The Planet reaching 1.5 degrees Celsius is based on the current amount of greenhouse gas emissions. Scientists warn that if we reach or exceed 1.5 degrees Celsius, there will be an influx in extreme weather habits. They warn there will be hotter summers, larger heat waves, higher sea levels, and more extreme droughts and/or rainfalls. Other effects include 70 – 90 percent of coral reefs dying off.
“What I think people are getting caught up on is this idea that if we hit 1.5 degrees, these are things that are going to happen,” Courard-Hauri said. “Essentially, these things become significantly more likely as the temperature increases.”
The Paris Agreement was signed in 2016 in attempts to help climate change. Since then, 197 countries have signed this agreement, but recently, The United States has pulled out from the agreement. In order to prevent the temperatures from rising any more, emissions of carbon dioxide need to drop 45 percent or more from the levels in 2010.
“In the long term, I have a lot of hope,” Courard-Hairi said. “I don’t see us getting to where we need to be by 2013, which means we suffer to some extent, but what I want people to understand about climate change is that … there is always work to be done and we can always make things less bad than they would be otherwise, we just need to get started.”
Many say climate change has always been a threat, but what is different about this report is the immediate threat it has on today’s generations.
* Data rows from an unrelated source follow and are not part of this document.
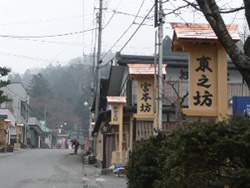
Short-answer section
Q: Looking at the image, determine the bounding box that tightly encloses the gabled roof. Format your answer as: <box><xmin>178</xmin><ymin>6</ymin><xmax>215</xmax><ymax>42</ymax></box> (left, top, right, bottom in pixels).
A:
<box><xmin>107</xmin><ymin>96</ymin><xmax>126</xmax><ymax>103</ymax></box>
<box><xmin>171</xmin><ymin>23</ymin><xmax>240</xmax><ymax>41</ymax></box>
<box><xmin>171</xmin><ymin>23</ymin><xmax>240</xmax><ymax>52</ymax></box>
<box><xmin>128</xmin><ymin>64</ymin><xmax>167</xmax><ymax>75</ymax></box>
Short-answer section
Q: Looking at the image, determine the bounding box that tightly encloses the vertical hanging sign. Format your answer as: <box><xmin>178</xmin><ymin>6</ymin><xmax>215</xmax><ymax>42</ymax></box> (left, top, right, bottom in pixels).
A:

The threat of climate change, according to the UN report, will have an extreme impact within our lifetime. It is no longer in the far or near future: it is here now.
“I think it’s a real threat, but a part of me thinks this article was a little exaggerated,” said Anna Sutterer, a first-year studying environmental science. “I definitely think climate change is something we all need to be aware of, but then there is the problem of who takes on the burden of fixing it? Currently, it’s hard to make laws and policy changes because it’s such a narrow ladder up to the top where changes can be made, and I think people need to realize the environmental changes are on all of us and not just in politics.”
According to the Student Conservation Association, there are two major ways you can make differences with climate change. One is to use fewer resources: use less water or cut down on plastic usage. The second change you can make is to advocate for the prevention of climate change — educate yourself and others.
“We live on this Earth and we have to protect it, otherwise our future may not be so bright,” Sutterer said.